Think you should be doing a parasitic drain test, this is to find an electrical leak.
But first just go over the van, look for rodent damage to wires and pay attention to wiring that goes from alternator to starter motor look at connections there.
Then test your battery / batteries ..sometimes a buggered battery will create as high drain
At this stage you ask yourself - are you confident about performing the parasitic test set up, that i'm about to explain, or not and are you maybe better to pay an auto electrician to perform this test,THE PARASITIC TEST -
this test may create more fault codes - so you need forscan to put it right afterwards
NOTE: and use forscan to get correct fault codes with proper explanation of them - your generic fault code reader may be somewhat misleading
Here on this site - They recommend "Forscan" which is FREE software that you download to a laptop..you buy the interface cable
You must join the forscan forum ..again free, to get the software and more answers.

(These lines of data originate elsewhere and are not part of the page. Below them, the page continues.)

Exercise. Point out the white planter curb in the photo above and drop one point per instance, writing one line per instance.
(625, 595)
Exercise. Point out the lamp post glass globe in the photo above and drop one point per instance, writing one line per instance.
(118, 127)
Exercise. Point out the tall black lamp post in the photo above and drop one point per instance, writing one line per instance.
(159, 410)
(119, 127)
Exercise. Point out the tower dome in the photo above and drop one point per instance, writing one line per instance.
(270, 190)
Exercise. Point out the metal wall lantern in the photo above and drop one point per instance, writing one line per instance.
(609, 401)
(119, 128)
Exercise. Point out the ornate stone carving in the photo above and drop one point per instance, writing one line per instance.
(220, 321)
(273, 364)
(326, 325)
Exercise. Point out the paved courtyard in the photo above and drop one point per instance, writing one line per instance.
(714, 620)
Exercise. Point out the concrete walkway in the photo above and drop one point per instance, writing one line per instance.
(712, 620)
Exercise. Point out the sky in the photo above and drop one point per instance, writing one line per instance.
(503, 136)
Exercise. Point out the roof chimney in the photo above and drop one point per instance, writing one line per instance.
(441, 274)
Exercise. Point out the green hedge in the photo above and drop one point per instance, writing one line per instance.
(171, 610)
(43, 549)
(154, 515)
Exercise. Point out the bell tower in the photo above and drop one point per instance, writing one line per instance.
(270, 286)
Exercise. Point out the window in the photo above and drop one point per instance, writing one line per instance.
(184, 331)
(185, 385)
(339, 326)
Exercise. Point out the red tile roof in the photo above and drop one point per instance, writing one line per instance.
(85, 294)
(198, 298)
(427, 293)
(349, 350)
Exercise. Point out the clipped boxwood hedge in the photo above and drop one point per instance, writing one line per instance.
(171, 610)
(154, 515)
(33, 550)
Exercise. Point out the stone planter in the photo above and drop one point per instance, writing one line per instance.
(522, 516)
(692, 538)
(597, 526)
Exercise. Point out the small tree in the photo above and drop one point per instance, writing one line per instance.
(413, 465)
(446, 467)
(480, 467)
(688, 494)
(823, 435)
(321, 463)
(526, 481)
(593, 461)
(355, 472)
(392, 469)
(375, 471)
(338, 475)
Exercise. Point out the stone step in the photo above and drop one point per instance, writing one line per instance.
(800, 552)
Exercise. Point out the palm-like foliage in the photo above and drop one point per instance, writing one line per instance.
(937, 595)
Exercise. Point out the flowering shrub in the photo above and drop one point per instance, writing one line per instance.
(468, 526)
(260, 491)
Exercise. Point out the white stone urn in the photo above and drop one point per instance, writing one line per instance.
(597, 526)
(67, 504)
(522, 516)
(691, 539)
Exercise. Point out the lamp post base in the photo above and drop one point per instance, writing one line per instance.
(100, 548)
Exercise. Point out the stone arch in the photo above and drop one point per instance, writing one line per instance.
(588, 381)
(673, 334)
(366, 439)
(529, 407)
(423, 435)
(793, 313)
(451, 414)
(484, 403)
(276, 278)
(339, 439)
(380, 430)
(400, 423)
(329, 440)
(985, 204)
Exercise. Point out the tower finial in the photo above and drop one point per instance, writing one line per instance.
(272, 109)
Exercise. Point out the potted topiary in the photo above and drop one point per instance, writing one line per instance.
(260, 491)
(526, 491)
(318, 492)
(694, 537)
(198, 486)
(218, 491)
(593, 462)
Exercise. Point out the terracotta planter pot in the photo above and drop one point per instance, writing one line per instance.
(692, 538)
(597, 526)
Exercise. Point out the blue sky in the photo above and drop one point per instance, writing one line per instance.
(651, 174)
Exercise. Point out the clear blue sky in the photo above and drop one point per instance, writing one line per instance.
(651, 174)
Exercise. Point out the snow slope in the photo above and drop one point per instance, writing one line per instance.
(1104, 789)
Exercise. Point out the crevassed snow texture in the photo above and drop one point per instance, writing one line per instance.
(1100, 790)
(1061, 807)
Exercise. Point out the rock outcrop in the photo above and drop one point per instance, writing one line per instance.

https://forscan.org/forum/ On to the the test
Done by taking live terminal off battery ..and putting multimeter set at amps between live terminal on battery and the cable you've just taken off, to make an alternator hot this will be quite high amps so a cheap multimeter just will not do it.
Well that's how you would do it old school, what with you having a modern vehicle that you can actually
bugger modules etc up for good, says you have to be very careful and know what you are doing.
Plus it has this smart charging, i think, that's an extra complication, and stop start another extra complication.
ONCE multimeter connected - Start pulling fuses until it stops the high amp drain (that's what i suspect) ....if that does not happen you then start pulling relays, no results you then go onto the same test with engine running.n as the condition may only exist with it running.
The fuse numbers relays and their functions can be found in the owners hand book.